Despite the advantages of survey and experimental designs in the study of non-participants’ perceptions of protests, there are two main limitations. First, because the items included in these studies are aimed at measuring specific dimensions, it is not possible to explore in-depth what people think about protests, the political conditions under which protests occur, or protesters’ actions. Second, both surveys and experiments are tools designed to eliminate individuals’ inconsistencies – making researchers assume that people have unique and fixed opinions about social phenomena, whereas people may

actually have multiple and contradictory thoughts concerning them (see Stimson, 1995, for an overview; Zaller, 1992, for a discussion). Indeed, Billig and collaborators (1988) have suggested that one of the main shortcomings of extensive opinion polls is that in those studies people do not have the chance to experience or at least imagine scenarios that might represent a challenge for dominant ideologies. Moreover, I suggest that due to their focus on testing change using the same restricted measures as used in cross-section designs, even quantitative longitudinal designs cannot account for people’s contradictory ideas about specific topics.
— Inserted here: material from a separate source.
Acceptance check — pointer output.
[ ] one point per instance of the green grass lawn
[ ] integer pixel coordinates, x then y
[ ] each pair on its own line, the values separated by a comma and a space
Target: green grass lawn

Recently, Stuart and collaborators (2018) have employed interviews and thematic analysis to explore non-participants’ perceptions of protests and their identification with various types of protesters. Similarly, in Chapter 5, I employed interviews and thematic analysis as an analytic strategy to explore non-participants’ reasons to support protesters’

violence against the police. Although the study reported in Chapter 5 was not aimed at analysing discourse styles, the linguistic expressions (e.g., Condor & Gibson, 2007), or delve in the discursive rhetoric deployed by the interviewees (e.g., Billig, 1991; Condor, 2011), I decided to combine thematic analysis with the ideological dilemma approach (see Billig et al., 1988) to explore people’s sometimes contradictory views regarding protest violence. Thus, the ideological dilemmas approach became useful to explore how societal ‘maxims’ (e.g., ‘protests should be peaceful’) may collide with other such beliefs (e.g., the need to defend the right to protest) under specific circumstances (see Gibson, 2011, and Towns & Adams, 2009, for discussions). To put it differently, the incorporation of the ideological dilemmas approach allowed me to go beyond the de-contextualised individual decisions between supporting or not supporting protest violence against the

police to focus on the contradictions people may hold regarding protesters’ actions within a particular political context.